Measurements to determine performance bottlenecks before optimizing is one of the pillars of performance optimization methodology, as demonstrated by measuring the counting and writing portions of the Parallel Counting Sort. Focusing efforts on optimizing the counting portion of the algorithm, which took over 90% of execution time, is 10-19X more beneficial than optimizing the writing portion. The Parallel Counting Sort was projected to continue scaling in performance beyond quad-core processors, since it is surprisingly compute limited.

Processor cache architecture influences parallel performance, with large L1 and L2 caches dedicated to each computational core providing higher performance and scalability for large problems. Higher memory bandwidth is also beneficial. i7 860 processor has 2X the cores of E8300, which allowed the algorithm to scale higher in performance. Tuning parallel infrastructure parameters, such as grain size of processing quanta, for each algorithm helps improve performance for small array sizes, where parallelism overhead degrades performance and wastes processing resources.
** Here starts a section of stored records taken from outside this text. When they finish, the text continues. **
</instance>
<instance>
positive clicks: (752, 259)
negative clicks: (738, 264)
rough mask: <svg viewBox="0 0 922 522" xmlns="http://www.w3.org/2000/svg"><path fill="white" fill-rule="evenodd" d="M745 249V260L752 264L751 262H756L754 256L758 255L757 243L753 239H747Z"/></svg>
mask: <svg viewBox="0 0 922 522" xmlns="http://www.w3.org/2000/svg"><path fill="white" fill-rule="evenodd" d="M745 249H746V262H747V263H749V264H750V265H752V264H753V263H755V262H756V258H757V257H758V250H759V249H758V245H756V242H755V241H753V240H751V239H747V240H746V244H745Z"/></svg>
Abstraction offered by **parallel_for** and **parallel_reduce** constructs is powerful, enabling the developer not to care about the number of computational cores in the system. This power is dangerous, as it brings with productivity the possibility of poor resource utilization and efficiency. Creating efficient parallel programs where multiple programs share computational resources in a dynamic virtualized environment will be critical. Creating algorithms that scale well on future processor architectures will be a challenge -- e.g. tuning parameters such as grain size will most likely be set to a less than optimal value and may need to be exposed.